Reference to the historical record is crucial (even if the tres or quinque solas types want to claim history’s got nothin’ on them) if want wants to make or rebut historical claims—that’s kinda the whole point of historical claim-making.

But I want to focus here on the bad faith of those who seek to wash Christianity of its sins: they cannot abide criticism of their faith, not because God will punish them if they don’t savage the critics—I’d think such a position bonkers at best and murderous (see: killers acting to uphold the honor of the Prophet Mohammaed) at worst, but it has its own kind of insane integrity—but because it is “offensive” to and displays “contempt” for Christians.

And, yes, I get why these folks don’t like having the unsavory bits of Christianity against the unsavory bits of Islam—We’re good and they’re bad so how dare you!—but honest to pete, is their faith so thin that it is bruised by mere mention of imperfection?

I’m a pinko, and there has been all sorts of nasty shit—war, oppression, mass murder—done in the name of pinkoism. I can say Oh, but I’m not a Bolshevik/Leninist/Stalinist/Maoist, that’s got nothing to do with me, and nothing to do with Real Socialism, but that would properly be understood as a bullshit response.

I am an adherent to a tradition which has all too often failed miserably, murderously, to uphold its promises of liberation and the creation of a truly human society, and it would not be in any way unreasonable for you say, Uhhh, so why do you hold to ideas which have been used to justify those miserable, murderous failures?

And whether or not your motives were bad in asking this, I’d still respond, with both acknowledgement of the flaws in various incarnations of the socialist politics and a defense of the socialism itself—because I am fucking serious about my belief in socialism. As long as I think it possible to avoid or overcome the problems of previous socialist regimes, I will continue to think socialism is a program worth pursuing.

In other words, even though socialism has been flawed six ways to Sunday, I still think there’s something there worth hanging on to. I take socialism as it is, and as it has been, and what I think it could be. It ain’t perfect, but it’s all right.
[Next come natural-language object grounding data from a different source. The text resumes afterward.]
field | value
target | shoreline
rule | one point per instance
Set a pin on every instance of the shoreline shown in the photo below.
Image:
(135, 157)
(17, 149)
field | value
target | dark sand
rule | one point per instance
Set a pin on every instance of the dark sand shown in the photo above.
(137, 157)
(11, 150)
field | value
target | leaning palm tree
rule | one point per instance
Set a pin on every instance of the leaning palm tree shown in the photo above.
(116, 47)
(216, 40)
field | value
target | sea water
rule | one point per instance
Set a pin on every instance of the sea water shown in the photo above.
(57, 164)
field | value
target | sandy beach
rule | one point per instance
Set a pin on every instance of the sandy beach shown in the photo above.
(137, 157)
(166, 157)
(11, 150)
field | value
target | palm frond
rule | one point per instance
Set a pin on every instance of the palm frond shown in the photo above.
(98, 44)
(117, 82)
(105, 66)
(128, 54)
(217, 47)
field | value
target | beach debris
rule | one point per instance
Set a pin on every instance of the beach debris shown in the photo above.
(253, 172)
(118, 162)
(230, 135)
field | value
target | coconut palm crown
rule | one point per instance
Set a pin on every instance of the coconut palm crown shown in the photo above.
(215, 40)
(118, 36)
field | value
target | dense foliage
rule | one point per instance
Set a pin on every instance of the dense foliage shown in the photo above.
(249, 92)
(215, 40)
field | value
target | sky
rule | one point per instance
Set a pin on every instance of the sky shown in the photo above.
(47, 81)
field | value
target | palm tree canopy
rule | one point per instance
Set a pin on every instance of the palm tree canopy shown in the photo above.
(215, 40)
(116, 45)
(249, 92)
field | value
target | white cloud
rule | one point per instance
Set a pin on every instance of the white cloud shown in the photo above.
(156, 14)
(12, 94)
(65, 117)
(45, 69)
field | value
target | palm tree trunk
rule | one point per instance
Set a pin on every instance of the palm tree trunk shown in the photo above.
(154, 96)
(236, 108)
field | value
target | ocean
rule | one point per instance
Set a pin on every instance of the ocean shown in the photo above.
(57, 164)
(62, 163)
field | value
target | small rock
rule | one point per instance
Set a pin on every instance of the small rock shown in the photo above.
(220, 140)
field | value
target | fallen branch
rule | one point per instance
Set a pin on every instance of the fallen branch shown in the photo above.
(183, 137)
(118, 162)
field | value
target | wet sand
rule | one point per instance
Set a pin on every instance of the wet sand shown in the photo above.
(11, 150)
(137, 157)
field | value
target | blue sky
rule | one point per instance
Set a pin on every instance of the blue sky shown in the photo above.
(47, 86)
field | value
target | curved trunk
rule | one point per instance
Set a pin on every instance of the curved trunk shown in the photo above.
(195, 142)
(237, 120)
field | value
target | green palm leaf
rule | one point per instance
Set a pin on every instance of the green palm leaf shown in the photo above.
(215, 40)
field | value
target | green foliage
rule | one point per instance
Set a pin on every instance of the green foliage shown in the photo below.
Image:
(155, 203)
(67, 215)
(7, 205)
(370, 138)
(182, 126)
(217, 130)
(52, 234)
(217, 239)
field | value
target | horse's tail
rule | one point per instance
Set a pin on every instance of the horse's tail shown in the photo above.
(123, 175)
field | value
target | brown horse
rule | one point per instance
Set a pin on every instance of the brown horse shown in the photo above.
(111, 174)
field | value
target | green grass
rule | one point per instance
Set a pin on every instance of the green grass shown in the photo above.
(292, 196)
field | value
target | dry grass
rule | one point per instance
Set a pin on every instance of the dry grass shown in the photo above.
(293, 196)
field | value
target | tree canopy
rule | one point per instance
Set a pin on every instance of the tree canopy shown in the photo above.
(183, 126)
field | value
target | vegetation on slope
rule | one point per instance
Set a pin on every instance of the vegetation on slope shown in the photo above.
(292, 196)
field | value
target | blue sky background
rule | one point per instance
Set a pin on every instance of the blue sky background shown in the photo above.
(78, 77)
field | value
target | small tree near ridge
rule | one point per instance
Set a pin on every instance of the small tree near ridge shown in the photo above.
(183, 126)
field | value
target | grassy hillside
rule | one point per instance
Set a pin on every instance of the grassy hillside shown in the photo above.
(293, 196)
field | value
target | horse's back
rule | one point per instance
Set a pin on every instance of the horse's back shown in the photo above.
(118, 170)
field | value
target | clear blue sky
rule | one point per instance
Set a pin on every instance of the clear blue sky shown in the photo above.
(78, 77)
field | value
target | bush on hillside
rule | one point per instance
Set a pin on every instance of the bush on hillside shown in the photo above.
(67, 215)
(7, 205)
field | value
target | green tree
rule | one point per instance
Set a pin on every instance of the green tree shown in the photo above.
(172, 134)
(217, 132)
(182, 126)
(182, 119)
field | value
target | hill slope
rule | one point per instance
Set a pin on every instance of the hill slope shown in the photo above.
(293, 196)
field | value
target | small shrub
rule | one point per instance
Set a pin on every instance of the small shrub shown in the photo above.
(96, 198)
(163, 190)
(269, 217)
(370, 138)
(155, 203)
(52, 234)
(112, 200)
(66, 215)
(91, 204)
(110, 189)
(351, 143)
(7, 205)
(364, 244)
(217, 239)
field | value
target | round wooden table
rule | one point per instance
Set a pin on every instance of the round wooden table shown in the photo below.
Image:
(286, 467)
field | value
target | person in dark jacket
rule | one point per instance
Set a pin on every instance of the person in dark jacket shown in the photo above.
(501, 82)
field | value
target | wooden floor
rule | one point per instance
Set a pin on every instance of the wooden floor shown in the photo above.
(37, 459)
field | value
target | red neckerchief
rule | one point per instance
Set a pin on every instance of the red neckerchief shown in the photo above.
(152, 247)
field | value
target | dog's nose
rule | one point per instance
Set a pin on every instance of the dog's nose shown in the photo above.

Now, I understand that it’s easier to hold to imperfection in political than in religious programs, and my general sense that, well, to quote Leonard Cohen, there is a crack in everything, means that I can still see that’s how the light gets in. I don’t require perfection because I don’t think it’s necessary (which is also handy, given that I don’t think it’s possible).

Still, even you do believe that Christ were perfect, and that Christianity is the only path to salvation, it’s not clear why you can’t accept the bountiful historical evidence that that belief in something perfect has nonetheless been used to justify war, oppression, and mass murder. It’s a hard acceptance, sure, but if you want to argue on behalf of the Christian movement within history, then you have to engage that history, not wave it away or scourge those who dare to refer to it.

Again, radical sola types may not bother with history one way or another—all that matters is God, and we can’t really expect much of humans, etc.—but those who are incensed at the mere suggestion that Christian history might fairly be compared to Islam’s history clearly do believe that this history—the actions of Christians in the world—matters.

So to those who think history matters but are unwilling to look closely at it, I can only ask, Why not?

Because if you cannot accept the imperfections of Christianity in this world and still have faith in it, then I question whether you can have any faith at all.